This is interesting, about the NHS and Brexit.
ukandeu.ac.uk/healthier-after-brexit/
'It’s impossible to get accurate figures on movement of patients around the EU. ‘Medical tourists’ have always come to the UK for specialist health care – our doctors are among the best in the world. Many are seeking fertility treatment, cosmetic and bariatric (or weight-loss) surgery. EU rules mean that some people from the EU have a right to access NHS treatment – and have it paid for by their home country.
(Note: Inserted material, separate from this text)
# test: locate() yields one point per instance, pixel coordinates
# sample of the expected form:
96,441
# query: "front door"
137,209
But as parts of the NHS now increasingly subsidise public functions by also serving private patients (under the Health and Social Care Act 2012), are these European patients putting the NHS in jeopardy?
Research from the London School of Hygiene and Tropical Medicine and York University found that, on the contrary, the UK is a net exporter of patients. What’s more, figures from 18 hospitals showed that 25% of their private income came from medical tourists, but they were only 7% of patients. In other words, the NHS is making a disproportionate profit from medical tourism.
And while they are here, let’s remember that medical tourists spend as ordinary tourists: on accommodation, food, taxis and so on. This brings in about £219 million additional tourism spending a year, according to the LSHTM/York research. Would this stop if we left the EU? Probably not. Most of it is paid for privately. Even when it is covered by national health insurance systems, our hospitals would probably be able to contract with national insurance funds in other EU countries under WTO rules. But the EU rules smooth the way.'
It seems the NHS gains from medical tourism. Who'd have thought it.